Use case – Schroders
Charlotte Wood, head of innovation and fintech alliances at Schroders, said in a blog that the UK asset manager is very excited about generative AI giving people faster and easier access to information that already exists.
For example, investment teams have to consume a lot of data every day, and humans are limited in how much data they can usefully factor into investment decisions.
“AI presents an opportunity to vastly improve data consumption and application, thereby improving investment decisions and client outcomes,” she added.
The asset manager believes that real value lies in using generative AI on Schroders-specific data and the asset manager has built an internal version of ChatGPT with some extra functionality.
“Importantly though, the data from this technology is not being fed into the internet, so it’s not public information,” Wood added. “It’s being stored entirely by Schroders.”
Alex Tedder, head of global and thematic equities at Schroders said in the blog that financial markets are particularly excited about the application of generative AI to businesses and the productivity gains that can be realized. He estimated that the annual addressable market could be around $450bn, even on a conservative basis.
“These are big numbers, and that is without productivity gains,” added Tedder. “The potential for cost savings and productivity gains is significant, and that’s why financial market participants are very excited.”
Tedder continued that financial markets have been very efficient in pricing the potential impact of AI, particularly with regards to revenue growth in the software and semiconductor sectors.
“What the market hasn’t really done yet is taken a step back and thought about what it will mean in terms of adding value in other sectors or industries,” he said. “And at the corporate level, this is where it gets very interesting.”
Use Case – London Stock Exchange Group
Prompt engineering using financial text data in GPT models can improve performance for sentiment and theme classification according to a report from LSEG Analytics, ‘Using GPT-4 with prompt engineering for financial industry tasks.’
The report in May 2023 said: “Using prompt engineering for sentiment classification, GPT-4’s performance was seen to further improve, indicating that prompt engineering is a valuable area for performance optimisation.”
LSEG said it uses large language model capabilities in a variety of products including summarisation, entity recognition, topic detection and sentiment analysis.
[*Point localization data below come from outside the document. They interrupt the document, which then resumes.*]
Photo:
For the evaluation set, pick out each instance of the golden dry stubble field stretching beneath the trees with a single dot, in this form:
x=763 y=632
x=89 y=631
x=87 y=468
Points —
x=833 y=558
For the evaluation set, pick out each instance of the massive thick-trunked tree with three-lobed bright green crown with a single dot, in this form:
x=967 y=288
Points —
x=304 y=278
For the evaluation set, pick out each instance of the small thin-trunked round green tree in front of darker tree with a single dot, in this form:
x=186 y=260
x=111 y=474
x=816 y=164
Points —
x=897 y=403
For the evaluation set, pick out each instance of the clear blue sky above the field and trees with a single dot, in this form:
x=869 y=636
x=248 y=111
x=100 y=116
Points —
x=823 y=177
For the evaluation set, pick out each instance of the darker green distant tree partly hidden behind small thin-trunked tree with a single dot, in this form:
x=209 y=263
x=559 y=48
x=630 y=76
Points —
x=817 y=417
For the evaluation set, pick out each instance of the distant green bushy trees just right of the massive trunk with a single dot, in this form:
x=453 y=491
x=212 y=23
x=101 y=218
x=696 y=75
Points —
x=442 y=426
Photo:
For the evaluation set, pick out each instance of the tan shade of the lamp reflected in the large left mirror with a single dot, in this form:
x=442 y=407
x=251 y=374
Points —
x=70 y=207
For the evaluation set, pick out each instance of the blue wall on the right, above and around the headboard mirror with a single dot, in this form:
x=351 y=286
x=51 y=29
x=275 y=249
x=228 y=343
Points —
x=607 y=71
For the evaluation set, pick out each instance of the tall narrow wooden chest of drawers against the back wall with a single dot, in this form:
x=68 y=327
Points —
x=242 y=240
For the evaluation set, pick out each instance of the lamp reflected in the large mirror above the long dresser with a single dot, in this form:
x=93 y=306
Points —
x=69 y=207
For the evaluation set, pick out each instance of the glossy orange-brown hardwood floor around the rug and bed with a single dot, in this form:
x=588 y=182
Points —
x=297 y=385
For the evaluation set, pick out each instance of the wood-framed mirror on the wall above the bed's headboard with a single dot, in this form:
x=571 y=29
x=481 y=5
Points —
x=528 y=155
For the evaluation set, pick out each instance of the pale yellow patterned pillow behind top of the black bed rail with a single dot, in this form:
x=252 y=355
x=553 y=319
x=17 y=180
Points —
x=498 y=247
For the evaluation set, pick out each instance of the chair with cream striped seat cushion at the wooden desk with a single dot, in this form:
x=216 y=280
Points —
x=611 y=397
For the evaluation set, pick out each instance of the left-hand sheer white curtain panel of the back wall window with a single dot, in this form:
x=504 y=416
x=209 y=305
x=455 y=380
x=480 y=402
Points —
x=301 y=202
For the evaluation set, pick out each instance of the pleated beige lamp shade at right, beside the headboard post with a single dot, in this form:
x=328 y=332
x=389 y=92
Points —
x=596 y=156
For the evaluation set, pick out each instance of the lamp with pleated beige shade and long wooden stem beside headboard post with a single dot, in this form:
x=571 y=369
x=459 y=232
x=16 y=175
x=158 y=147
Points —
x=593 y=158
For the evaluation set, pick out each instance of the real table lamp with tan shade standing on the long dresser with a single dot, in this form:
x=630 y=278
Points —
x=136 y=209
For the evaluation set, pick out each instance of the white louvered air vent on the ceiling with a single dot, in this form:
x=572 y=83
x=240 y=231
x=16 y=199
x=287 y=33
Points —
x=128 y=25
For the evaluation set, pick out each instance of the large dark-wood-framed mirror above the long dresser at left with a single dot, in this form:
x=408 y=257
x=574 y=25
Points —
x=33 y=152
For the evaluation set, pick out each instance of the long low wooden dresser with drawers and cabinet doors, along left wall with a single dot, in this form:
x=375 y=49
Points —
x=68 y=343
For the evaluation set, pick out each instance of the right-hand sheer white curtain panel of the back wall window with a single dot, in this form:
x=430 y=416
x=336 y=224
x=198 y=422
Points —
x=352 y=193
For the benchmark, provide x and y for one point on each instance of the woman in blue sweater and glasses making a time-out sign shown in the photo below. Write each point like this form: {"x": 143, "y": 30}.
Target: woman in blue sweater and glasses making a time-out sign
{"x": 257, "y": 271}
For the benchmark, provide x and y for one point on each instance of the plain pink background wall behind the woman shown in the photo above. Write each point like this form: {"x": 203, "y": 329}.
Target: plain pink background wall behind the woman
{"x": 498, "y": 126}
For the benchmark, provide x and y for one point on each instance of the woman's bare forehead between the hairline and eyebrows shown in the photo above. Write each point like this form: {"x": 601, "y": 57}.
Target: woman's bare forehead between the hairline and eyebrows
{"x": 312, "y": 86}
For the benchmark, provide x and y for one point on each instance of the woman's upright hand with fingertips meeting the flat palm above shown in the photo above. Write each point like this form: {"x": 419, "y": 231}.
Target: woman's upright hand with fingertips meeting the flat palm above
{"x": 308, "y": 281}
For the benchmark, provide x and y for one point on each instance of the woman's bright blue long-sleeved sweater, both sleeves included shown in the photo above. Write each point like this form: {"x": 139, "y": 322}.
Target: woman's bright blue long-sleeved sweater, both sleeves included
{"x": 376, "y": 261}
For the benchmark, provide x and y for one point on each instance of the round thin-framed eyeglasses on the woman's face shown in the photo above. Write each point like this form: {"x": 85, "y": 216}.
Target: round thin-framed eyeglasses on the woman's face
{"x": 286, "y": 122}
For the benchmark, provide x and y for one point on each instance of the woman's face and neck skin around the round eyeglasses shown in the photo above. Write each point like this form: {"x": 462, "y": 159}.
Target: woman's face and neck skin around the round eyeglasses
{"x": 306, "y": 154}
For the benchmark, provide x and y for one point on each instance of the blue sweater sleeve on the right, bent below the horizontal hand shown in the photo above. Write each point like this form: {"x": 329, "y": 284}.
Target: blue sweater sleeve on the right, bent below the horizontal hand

For example, SentiMine provides sentiment analysis of earnings/ conference call transcripts for a range of financially significant themes to help analysts find the relevant updates needed to make a better-informed decision.
The study found that the latest GPT models demonstrate clear performance improvements over existing models for sentiment and theme classification, but LSEG believes there are clear opportunities for using GPT far beyond these tasks.
“The pace of updates to GPT and the performance improvements of GPT-4 are captivating for product implementation; we look forward to discovering new opportunities in this fast-growing field,” added the report.
However, Carl Carrie, head of analytics strategy at LSEG, warned in a report that markets manipulation via deepfakes is a particular risk in the financial services industry.
Carrie said in a study, ‘New AI Risks with DeepFace and DeepFakes’, that financial companies must be aware of these risks and take steps to mitigate them through a combination of regulatory oversight, ethical guidelines, and transparency in the development and deployment of these technologies.
“Mitigation will over time likely need to include investment in advanced detection and prevention technologies, education and training for employees, and the development of ethical guidelines and regulatory oversight to ensure responsible use of these technologies,” Carrie added.